One of Us

One of Us is a photography series confronting the rise of fascist and nationalist ideologies in contemporary Germany. Initiated in 2025, the project visually investigates demonstrations, marches, and political gatherings organised by active far-right movements in Germany and the anti-fascist movements they provoke, as well as the contested public spaces they jointly occupy.

To document the far-right, Knowles must temporarily and uncomfortably coexist with them in a kind of collaboration. As Ariella Azoulay writes in The Civil Contract of Photography (2008), ‘Every photograph of others bears the traces of the meeting between the photographed persons and the photographer, neither of whom can, on their own, determine how this meeting will be inscribed in the photo.’ This idea emphasises not only the implicit collaboration between subject and photographer, but also a kind of co-authorship of the photographs. In the context of Germany’s far-right, this co-creation is underscored by the troubling interdependence between extremist political groups and the press - a relationship in which photography risks becoming a vehicle for fascist imagery even as it seeks to critically expose it.
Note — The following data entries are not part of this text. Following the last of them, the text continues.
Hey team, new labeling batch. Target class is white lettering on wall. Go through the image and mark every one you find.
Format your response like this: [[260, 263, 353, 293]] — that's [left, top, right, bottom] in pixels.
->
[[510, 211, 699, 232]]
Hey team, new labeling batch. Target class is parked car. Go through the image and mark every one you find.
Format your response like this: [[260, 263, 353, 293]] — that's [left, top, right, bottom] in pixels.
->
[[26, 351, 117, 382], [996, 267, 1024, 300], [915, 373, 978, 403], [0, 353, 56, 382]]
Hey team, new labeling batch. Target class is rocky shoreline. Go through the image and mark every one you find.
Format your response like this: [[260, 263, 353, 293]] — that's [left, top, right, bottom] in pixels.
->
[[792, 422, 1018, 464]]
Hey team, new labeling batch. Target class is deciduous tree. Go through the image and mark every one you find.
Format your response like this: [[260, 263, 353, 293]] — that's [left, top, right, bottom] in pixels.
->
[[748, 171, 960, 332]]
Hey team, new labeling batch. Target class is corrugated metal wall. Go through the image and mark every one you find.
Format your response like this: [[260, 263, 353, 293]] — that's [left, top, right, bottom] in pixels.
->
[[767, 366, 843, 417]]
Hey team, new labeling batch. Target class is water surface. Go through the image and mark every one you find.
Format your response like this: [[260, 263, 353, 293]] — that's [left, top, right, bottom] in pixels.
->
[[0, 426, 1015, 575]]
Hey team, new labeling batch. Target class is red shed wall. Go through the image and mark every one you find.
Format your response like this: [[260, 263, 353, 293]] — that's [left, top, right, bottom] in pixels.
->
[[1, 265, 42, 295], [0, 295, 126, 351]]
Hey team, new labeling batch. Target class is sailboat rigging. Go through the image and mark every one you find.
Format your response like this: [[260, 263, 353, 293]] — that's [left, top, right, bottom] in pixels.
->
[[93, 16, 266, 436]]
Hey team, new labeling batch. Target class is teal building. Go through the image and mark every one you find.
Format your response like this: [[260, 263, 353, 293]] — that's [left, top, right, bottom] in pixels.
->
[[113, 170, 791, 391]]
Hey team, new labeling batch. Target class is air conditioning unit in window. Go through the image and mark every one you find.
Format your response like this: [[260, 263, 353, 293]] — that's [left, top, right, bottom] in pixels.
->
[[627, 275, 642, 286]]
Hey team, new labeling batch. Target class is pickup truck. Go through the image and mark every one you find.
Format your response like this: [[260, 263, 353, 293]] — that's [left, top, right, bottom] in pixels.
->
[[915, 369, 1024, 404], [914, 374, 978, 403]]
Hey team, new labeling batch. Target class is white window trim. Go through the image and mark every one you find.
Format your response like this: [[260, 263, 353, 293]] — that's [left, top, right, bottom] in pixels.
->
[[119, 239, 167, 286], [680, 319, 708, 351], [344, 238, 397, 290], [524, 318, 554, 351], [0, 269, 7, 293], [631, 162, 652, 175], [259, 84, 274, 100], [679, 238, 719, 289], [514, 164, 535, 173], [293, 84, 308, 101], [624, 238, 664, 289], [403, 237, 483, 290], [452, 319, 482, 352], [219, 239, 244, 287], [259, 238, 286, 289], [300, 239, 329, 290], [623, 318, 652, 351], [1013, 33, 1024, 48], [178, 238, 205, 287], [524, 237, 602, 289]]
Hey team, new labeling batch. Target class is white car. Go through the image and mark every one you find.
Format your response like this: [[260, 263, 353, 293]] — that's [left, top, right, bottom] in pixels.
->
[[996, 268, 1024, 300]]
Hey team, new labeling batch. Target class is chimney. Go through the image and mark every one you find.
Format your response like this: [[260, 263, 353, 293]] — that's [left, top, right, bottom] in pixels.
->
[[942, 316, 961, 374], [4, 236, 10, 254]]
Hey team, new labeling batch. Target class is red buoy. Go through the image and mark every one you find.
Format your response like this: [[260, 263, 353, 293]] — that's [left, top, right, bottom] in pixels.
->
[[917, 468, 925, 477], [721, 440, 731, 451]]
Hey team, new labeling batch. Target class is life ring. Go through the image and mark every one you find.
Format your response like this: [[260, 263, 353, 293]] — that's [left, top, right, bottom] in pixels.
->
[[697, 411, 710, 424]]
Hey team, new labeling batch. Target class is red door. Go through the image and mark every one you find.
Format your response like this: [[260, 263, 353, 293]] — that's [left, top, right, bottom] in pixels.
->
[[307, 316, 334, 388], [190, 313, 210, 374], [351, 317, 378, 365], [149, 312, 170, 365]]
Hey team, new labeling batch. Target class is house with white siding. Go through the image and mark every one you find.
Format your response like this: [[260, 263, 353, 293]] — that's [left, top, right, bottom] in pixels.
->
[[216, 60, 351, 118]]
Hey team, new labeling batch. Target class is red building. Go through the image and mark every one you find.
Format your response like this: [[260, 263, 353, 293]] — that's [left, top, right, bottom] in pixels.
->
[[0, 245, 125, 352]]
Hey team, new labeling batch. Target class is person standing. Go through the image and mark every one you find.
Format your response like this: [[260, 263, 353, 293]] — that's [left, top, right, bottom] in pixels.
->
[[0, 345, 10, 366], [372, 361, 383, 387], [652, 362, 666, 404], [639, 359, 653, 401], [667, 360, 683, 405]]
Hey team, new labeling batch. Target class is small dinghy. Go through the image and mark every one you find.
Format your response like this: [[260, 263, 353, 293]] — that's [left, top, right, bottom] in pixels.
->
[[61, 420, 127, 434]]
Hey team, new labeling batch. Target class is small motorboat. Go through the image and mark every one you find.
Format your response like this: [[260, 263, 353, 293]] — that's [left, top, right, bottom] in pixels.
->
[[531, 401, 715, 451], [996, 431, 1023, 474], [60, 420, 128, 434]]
The title of the series reflects Knowles’s complex position within far-right spaces. As a photographer, he is an observer. Simultaneously, his whiteness (and the presumption of German nationality it affords) allows him to move through and assimilate within political events underpinned by anti-migration rhetoric with relative anonymity, despite being an Ausländer (foreigner) himself. This ability to at times pass undetected within far-right spaces in Germany blurs the boundary between witness and participant, raising critical questions about the mechanisms of belonging that underpin nationalist ideologies. One can ask how extensively “belonging” to fascist groups is based on visual conformity - on looking the part and fitting in through dress codes, hairstyles, tattoos, and ethnicity - and, in turn, how fragile such structures can become when their codes of identification are either convincingly imitated or strategically subverted. This fragility is highlighted by two photographs from this series in particular. In each, the subject wears camouflage trousers. Yet, one is a far-right extremist while the other is an anti-war protester. Here, the conformity often associated with camouflage collapses, revealing the boundaries of inclusion both within far-right groups and the political movements that oppose them to be far less rigid than they may appear.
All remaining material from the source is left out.